The $794 billion in global remittance flows is mostly driven by migration trends, but also by exchange rates and how the economies attracting migrants are faring.
The biggest winners among emerging and frontier markets—measured by remittance inflows as a percentage of GDP—are spread across the globe. The top five recipients this year includes: Lebanon (38% of GDP); Tajikistan (32%); Honduras (27%); El Salvador (24%) and Jamaica (21%). Meanwhile, remittances account for over 5% of GDP in 20 emerging and frontier economies.

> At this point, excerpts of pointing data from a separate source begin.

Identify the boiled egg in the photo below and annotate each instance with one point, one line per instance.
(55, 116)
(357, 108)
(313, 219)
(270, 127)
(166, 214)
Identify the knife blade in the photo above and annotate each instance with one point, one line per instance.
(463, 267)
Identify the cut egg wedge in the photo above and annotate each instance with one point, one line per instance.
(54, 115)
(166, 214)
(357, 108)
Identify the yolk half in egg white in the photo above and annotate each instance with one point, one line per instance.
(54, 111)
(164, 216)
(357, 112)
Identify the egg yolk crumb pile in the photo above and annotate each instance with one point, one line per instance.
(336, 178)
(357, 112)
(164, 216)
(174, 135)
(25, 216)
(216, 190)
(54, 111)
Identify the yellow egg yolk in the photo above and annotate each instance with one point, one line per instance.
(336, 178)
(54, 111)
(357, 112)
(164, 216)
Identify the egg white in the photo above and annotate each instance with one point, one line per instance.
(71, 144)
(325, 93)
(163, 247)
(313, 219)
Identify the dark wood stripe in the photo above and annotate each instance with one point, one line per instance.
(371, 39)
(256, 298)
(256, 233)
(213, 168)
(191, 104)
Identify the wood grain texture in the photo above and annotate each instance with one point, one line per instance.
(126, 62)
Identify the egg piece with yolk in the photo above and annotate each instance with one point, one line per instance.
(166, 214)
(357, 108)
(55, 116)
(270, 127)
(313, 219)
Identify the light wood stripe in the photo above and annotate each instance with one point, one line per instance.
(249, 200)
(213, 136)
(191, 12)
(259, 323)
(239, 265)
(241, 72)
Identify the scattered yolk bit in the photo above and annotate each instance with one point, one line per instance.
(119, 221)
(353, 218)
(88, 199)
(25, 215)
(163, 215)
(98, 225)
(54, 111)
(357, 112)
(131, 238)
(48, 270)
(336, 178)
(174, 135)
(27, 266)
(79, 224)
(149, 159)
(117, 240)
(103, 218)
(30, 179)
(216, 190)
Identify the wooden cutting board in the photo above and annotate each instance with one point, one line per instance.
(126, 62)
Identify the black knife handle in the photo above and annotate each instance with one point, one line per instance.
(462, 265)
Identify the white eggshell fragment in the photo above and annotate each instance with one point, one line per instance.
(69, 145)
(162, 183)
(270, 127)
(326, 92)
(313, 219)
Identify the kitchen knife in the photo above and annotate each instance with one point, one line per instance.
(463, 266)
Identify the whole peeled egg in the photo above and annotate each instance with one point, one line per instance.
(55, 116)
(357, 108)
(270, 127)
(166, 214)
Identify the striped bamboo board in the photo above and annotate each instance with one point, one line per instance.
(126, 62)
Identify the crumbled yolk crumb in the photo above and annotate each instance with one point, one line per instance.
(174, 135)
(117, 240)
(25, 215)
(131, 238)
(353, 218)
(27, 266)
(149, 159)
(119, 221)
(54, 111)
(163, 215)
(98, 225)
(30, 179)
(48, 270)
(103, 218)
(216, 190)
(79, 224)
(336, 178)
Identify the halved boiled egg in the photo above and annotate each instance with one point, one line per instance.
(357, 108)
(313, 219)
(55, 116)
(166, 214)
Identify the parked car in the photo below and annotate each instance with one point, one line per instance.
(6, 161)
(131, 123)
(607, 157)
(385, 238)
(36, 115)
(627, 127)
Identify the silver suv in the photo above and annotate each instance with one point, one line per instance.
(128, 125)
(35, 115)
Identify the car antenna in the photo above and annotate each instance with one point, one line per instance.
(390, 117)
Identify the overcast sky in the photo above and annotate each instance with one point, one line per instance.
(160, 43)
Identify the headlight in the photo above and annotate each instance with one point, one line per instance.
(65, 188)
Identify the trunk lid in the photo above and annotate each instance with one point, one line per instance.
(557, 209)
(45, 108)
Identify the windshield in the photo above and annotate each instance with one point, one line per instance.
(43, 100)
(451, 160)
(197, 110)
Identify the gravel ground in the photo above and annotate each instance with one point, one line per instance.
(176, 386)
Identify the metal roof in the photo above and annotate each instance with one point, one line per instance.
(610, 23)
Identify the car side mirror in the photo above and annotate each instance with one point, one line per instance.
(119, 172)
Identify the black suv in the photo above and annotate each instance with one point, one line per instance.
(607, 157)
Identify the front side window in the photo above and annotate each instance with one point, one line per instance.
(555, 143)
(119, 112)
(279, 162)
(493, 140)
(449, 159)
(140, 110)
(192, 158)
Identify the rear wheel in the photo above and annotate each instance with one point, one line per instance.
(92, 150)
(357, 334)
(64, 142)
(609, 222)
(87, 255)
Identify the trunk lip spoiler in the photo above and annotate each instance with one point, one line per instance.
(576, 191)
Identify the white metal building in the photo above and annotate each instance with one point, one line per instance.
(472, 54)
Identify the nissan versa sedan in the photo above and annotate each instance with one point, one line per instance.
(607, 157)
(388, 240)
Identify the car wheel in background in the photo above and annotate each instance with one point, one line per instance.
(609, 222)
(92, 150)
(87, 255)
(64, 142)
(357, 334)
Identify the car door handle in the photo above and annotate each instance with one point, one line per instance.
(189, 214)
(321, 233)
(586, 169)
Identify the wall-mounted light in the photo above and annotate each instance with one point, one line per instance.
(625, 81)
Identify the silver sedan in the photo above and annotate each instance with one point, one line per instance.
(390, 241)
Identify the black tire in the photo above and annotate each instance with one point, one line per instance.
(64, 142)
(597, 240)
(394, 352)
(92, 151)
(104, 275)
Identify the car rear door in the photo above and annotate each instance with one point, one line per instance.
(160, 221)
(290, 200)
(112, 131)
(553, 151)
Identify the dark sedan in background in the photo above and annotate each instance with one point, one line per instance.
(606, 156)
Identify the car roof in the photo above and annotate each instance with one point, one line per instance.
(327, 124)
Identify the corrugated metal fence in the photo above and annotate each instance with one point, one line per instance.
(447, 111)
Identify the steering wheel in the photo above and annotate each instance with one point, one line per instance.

The biggest increases in the USD value of remittance flows in 2022, versus the average of the past five years, were experienced by Armenia, Azerbaijan, Guatemala, Mozambique and Suriname. The Caucasus economies have seen a spike in remittances as people have rushed to get money out of Russia following the sanctions linked to its invasion of Ukraine. The central American economies have benefited from a buoyant US labour market. Meanwhile the largest single drop, by a huge margin, was experienced by Sri Lanka. Remittances there plummeted in 2021 and 2022, a period in which the economy has suffered from a deep debt crisis.

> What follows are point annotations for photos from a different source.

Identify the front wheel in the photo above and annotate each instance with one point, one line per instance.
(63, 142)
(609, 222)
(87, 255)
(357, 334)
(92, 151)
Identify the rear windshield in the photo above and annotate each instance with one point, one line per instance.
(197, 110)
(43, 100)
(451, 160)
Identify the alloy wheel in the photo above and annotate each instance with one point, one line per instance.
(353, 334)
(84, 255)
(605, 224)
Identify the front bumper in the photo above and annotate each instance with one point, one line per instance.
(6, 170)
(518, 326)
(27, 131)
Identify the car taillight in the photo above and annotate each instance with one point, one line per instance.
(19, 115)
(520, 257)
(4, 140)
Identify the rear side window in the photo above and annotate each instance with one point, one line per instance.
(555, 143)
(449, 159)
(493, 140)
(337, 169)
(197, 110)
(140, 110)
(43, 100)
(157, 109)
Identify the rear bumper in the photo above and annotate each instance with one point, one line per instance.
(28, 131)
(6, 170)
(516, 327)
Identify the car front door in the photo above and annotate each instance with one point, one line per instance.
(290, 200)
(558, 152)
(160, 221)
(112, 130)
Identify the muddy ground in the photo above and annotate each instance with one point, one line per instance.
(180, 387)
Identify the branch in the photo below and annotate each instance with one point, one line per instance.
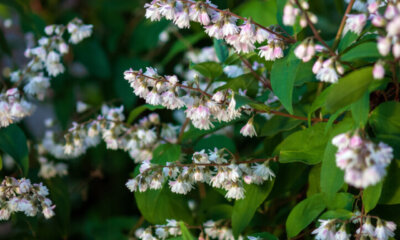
(342, 23)
(287, 39)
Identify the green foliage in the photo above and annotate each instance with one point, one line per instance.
(304, 213)
(349, 89)
(13, 142)
(285, 73)
(244, 209)
(295, 149)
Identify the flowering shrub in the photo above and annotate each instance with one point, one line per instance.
(276, 120)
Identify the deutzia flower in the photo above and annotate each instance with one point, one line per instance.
(235, 192)
(325, 231)
(248, 130)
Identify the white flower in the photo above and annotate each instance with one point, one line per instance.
(235, 192)
(179, 186)
(355, 23)
(233, 71)
(326, 230)
(384, 230)
(248, 130)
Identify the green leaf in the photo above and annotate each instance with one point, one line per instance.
(244, 82)
(221, 50)
(349, 89)
(243, 100)
(391, 192)
(304, 213)
(313, 180)
(166, 153)
(182, 45)
(186, 235)
(295, 149)
(360, 110)
(13, 142)
(156, 206)
(342, 214)
(244, 209)
(137, 111)
(385, 119)
(363, 50)
(371, 196)
(347, 40)
(264, 235)
(279, 124)
(332, 177)
(93, 56)
(285, 73)
(209, 70)
(341, 200)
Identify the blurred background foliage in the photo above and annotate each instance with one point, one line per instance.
(92, 201)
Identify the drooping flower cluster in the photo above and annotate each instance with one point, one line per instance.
(139, 139)
(19, 195)
(46, 57)
(49, 169)
(166, 91)
(209, 230)
(336, 229)
(213, 169)
(13, 107)
(363, 161)
(293, 13)
(218, 24)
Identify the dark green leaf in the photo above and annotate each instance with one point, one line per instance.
(244, 209)
(360, 110)
(304, 213)
(342, 214)
(349, 89)
(186, 235)
(347, 40)
(156, 206)
(371, 196)
(363, 50)
(166, 153)
(13, 142)
(295, 149)
(285, 73)
(390, 191)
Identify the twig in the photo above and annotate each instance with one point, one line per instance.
(287, 39)
(342, 23)
(314, 30)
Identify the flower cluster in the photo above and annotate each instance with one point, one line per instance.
(46, 57)
(167, 91)
(363, 161)
(327, 229)
(13, 107)
(213, 169)
(138, 139)
(209, 230)
(220, 25)
(22, 196)
(297, 10)
(49, 169)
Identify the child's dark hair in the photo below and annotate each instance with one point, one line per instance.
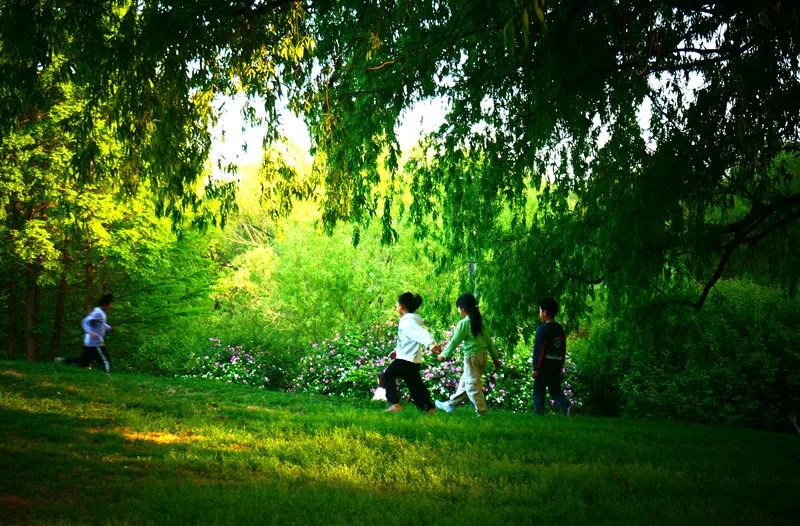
(470, 304)
(550, 305)
(410, 301)
(105, 299)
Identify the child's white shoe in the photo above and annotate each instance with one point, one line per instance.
(380, 394)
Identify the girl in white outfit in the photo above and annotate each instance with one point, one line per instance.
(412, 339)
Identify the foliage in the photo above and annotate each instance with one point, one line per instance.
(154, 68)
(237, 364)
(632, 144)
(348, 365)
(735, 361)
(304, 286)
(191, 451)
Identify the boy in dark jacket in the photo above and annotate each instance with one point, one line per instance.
(549, 354)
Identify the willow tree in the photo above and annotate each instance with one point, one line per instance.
(643, 145)
(141, 80)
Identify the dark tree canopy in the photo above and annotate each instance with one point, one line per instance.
(543, 169)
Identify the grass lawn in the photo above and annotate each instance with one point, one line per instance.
(81, 447)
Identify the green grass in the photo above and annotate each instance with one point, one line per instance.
(81, 447)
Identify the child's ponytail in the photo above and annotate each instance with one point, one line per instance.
(470, 304)
(410, 301)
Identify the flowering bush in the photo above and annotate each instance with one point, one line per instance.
(237, 364)
(348, 365)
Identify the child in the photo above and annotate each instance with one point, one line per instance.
(94, 327)
(412, 338)
(549, 354)
(472, 332)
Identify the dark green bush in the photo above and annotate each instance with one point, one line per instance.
(735, 361)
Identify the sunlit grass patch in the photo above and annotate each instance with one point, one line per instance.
(178, 451)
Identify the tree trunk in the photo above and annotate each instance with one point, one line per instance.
(90, 273)
(13, 313)
(31, 310)
(58, 323)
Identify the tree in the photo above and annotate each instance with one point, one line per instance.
(639, 145)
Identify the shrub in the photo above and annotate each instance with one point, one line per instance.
(241, 364)
(348, 365)
(735, 361)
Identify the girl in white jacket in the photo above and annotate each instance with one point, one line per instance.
(412, 339)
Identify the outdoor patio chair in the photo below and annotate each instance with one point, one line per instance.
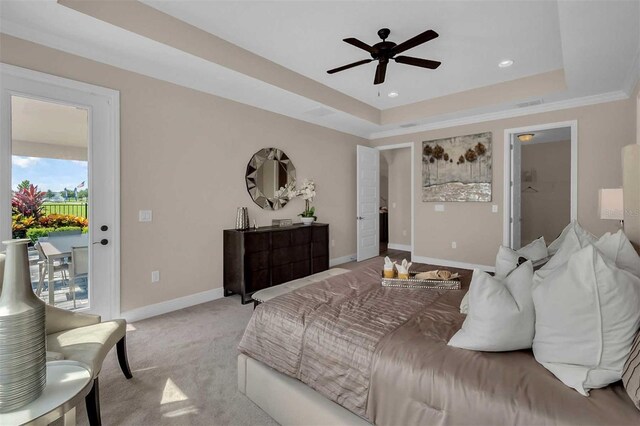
(79, 267)
(43, 269)
(85, 338)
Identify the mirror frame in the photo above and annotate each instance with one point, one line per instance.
(251, 175)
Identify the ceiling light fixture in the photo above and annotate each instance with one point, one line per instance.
(525, 137)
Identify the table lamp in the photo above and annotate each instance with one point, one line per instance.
(611, 204)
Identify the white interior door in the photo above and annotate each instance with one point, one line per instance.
(102, 105)
(368, 202)
(516, 192)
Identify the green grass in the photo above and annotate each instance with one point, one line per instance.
(74, 208)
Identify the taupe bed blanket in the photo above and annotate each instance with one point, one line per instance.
(382, 353)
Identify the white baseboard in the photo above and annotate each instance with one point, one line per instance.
(452, 263)
(403, 247)
(172, 305)
(340, 260)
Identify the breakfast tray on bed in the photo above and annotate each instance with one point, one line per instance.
(413, 282)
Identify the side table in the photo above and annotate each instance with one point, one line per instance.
(68, 382)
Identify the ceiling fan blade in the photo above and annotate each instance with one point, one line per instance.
(381, 70)
(346, 67)
(417, 62)
(415, 41)
(357, 43)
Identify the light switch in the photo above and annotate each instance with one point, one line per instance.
(145, 216)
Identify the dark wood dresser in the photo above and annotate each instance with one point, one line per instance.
(267, 256)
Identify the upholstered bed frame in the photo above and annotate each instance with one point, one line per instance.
(291, 402)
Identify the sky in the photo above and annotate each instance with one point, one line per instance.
(47, 173)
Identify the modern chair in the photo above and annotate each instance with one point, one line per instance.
(43, 269)
(84, 338)
(79, 267)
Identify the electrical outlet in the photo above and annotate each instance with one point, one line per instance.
(145, 216)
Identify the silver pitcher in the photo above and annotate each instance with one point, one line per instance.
(22, 332)
(242, 218)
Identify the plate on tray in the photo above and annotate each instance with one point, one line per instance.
(413, 282)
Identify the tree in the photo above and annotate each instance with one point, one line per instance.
(438, 153)
(470, 156)
(480, 150)
(426, 152)
(28, 202)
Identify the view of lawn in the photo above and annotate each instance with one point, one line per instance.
(33, 218)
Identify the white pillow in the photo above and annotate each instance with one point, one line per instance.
(507, 261)
(579, 231)
(501, 315)
(618, 248)
(586, 318)
(615, 247)
(535, 250)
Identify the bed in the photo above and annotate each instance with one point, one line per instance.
(341, 349)
(381, 353)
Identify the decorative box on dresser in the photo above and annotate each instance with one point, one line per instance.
(259, 258)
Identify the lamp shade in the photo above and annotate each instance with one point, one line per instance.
(611, 204)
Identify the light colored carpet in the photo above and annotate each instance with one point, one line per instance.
(184, 371)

A critical source of foreign exchange earnings
Remittances provide more foreign exchange earnings than exports in several economies, including Egypt, El Salvador, Guatemala Honduras, Pakistan, Uzbekistan, Jamaica and Lebanon – and almost two times more in Tajikistan. This export of talent is earning an important dividend, but it is also a signal that there is not sufficient opportunity to deploy skills at home and that there is a struggle to build a sufficient scale of competitive export sectors.
Remittances and debt sustainability
Large remittances can be supportive of debt sustainability where countries are borrowing in hard currency. While the inflows of foreign exchange are directed to households rather than government, they can still help plug a trade deficit and be supportive of the overall macroeconomy.

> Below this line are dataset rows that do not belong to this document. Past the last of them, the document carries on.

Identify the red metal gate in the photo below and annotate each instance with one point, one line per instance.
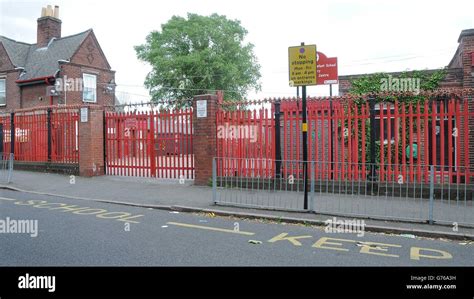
(150, 144)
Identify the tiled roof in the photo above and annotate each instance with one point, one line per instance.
(42, 62)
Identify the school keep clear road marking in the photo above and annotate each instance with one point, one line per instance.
(211, 228)
(8, 199)
(76, 209)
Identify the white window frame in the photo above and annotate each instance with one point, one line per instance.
(4, 91)
(84, 76)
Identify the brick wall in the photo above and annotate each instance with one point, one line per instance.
(454, 78)
(48, 27)
(204, 140)
(76, 71)
(33, 96)
(91, 143)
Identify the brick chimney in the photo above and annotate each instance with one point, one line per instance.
(49, 25)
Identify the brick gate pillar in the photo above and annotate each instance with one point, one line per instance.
(91, 141)
(204, 139)
(466, 47)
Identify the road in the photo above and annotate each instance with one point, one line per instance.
(87, 233)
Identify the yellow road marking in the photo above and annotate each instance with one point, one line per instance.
(75, 209)
(211, 228)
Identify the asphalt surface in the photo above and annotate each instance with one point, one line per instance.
(70, 235)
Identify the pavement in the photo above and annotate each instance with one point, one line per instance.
(184, 196)
(74, 232)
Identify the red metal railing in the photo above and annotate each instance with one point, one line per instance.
(150, 144)
(248, 135)
(409, 138)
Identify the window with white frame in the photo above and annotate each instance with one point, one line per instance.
(89, 93)
(3, 93)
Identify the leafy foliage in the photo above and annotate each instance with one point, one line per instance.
(371, 83)
(198, 54)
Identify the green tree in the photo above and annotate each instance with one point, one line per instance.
(196, 55)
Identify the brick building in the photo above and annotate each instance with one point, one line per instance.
(55, 70)
(459, 71)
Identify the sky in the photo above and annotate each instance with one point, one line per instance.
(366, 36)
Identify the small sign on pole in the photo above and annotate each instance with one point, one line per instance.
(302, 65)
(201, 110)
(84, 116)
(327, 69)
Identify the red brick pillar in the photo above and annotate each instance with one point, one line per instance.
(91, 141)
(466, 45)
(204, 138)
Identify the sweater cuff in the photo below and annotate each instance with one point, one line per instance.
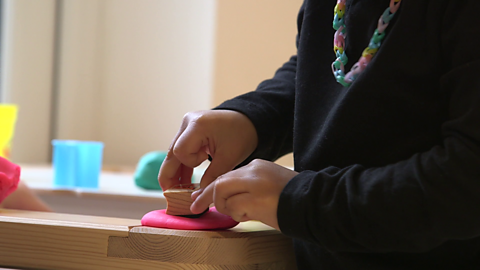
(293, 206)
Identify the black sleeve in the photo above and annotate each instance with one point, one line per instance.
(416, 204)
(270, 108)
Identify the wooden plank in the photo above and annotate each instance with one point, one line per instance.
(60, 241)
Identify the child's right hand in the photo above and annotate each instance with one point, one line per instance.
(229, 137)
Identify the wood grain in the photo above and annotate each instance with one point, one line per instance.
(59, 241)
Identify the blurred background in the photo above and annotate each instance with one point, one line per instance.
(125, 72)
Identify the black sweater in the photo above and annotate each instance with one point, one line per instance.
(389, 167)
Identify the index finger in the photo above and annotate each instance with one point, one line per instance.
(170, 171)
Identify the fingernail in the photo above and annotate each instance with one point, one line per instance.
(196, 193)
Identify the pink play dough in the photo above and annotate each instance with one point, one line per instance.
(9, 177)
(212, 220)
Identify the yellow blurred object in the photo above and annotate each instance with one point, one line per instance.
(8, 117)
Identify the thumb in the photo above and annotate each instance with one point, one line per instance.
(219, 165)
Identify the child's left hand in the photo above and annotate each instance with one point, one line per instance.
(248, 193)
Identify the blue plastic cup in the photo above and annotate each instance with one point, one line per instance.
(76, 163)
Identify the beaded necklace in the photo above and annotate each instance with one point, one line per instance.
(338, 67)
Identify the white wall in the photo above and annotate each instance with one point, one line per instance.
(158, 65)
(128, 71)
(26, 79)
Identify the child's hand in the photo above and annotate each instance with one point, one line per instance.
(248, 193)
(228, 136)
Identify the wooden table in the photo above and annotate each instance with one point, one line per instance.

Hence an understanding of remittance flows is vital when carrying out debt sustainability assessments. Typically debt sustainability assessments utilise measures of external debt, or external debt service costs, versus exports. But in many countries, especially the ones listed above, there’s a need to fully integrate remittance data for comprehensive debt health check-up. Gauging upside and downside risk to such flows is essential.